У Доменико приступ меланхолии. Сын Пьетро замечает сразу — мальчик чуткий, ласковый. Ему шестой год, он упоённо рисует, изводя массу бумаги. Скоропалительно, захлёбываясь, лопочет по-итальянски, по-немецки, по-русски. Отец и гезель занимаются с ним — Земцов даже внушает основы картезианства.

«Архитектурии гезель» — он на деле помощник зодчего. Многие детали зданий, постройки мелкие — его творения, решённые подчас оригинально. Младшие ученики обожают его, Земцов покоряет талантом, весёлым нравом, неуёмной фантазией. С будущего года ему повысят жалованье вдвое, но это всего десять рублей в месяц. После стольких хлопот...

Упражняясь, Михаил набрасывает гимнастические залы, театры, гимназии. Все огромных размеров, всё воздушно — колонны и стекло. Забывает, что находится в России, а не в Греции. Спрашивает учителя:

   — Красиво?

Он ищет «сладость глазу», о которой писал московский зодчий Ушаков[92]. Красота, уверяет Михаил, могущественна. Все препоны падут перед ней.

«Пьетро и Земцов — моя семья. Без них я не выдержал бы испытаний, мне ниспосланных».


* * *

Шарлотту томили предчувствия. Разрешение от бремени было тяжёлым, возникла послеродовая горячка. Принцесса не слушала врачей, разбила об пол флакон с лекарством.

   — Не мучьте, я не хочу жить!

Придворным она твердила:

   — Оставьте меня! Род царя продлён. У меня нет больше долгов на земле.

Царь провёл полдня у её постели, убеждал надеяться на медицинскую науку и на его покровительство. Алексей каялся, царапал себе лицо, размазывал кровь и слёзы. Покинутая Ефросинья злилась. Смерть Шарлотты, последовавшая 22 октября, успокоила её.

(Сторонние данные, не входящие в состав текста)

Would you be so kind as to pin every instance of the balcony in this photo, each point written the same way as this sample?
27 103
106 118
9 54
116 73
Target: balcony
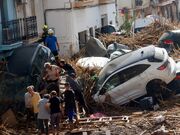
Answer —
18 30
106 1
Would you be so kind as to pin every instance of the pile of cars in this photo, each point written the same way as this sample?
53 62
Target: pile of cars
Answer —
145 72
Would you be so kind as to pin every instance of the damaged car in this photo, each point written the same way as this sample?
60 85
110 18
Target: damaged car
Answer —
145 71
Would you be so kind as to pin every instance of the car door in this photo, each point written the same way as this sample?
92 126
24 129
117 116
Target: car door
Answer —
124 85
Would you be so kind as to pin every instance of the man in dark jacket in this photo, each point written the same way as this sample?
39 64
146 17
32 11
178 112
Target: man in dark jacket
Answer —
70 105
78 91
66 66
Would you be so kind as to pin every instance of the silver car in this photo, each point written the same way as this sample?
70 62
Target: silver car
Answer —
134 75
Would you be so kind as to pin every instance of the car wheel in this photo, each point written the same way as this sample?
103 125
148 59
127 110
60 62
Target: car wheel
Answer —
157 89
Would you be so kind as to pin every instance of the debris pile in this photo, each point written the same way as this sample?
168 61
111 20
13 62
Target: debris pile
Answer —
148 35
5 131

Царевич падал в обморок — три раза, как подсчитали свидетели. Потом забрал новорождённого Петра, малютку Наталью и запёрся с ними. В день похорон, 27-го, ему доставили родительское послание — одно из самых пространных, написанных Петром собственноручно. Родитель полагал, что горе вразумлению способствует.

Царь делился болью за сына. Тяжко видеть «наследника, весьма на правление дел государственных непотребного (ибо бог не есть виновен, ибо разума тебя не лишил, ниже крепость телесную весьма отнял; ибо хотя не весьма крепкой породы, обаче и не весьма слабой); паче же всего о воинском деле ниже слышать хощешь, чем мы от тьмы к свету вышли, и которых не знали в свете, ныне почитают. Я не научаю, чтоб охоч был воевать без законные причины, но любить сие дело и всею возможностию снабдевать и учить, ибо сия есть едина из двух необходимых дел к правлению, еже распорядок и оборона».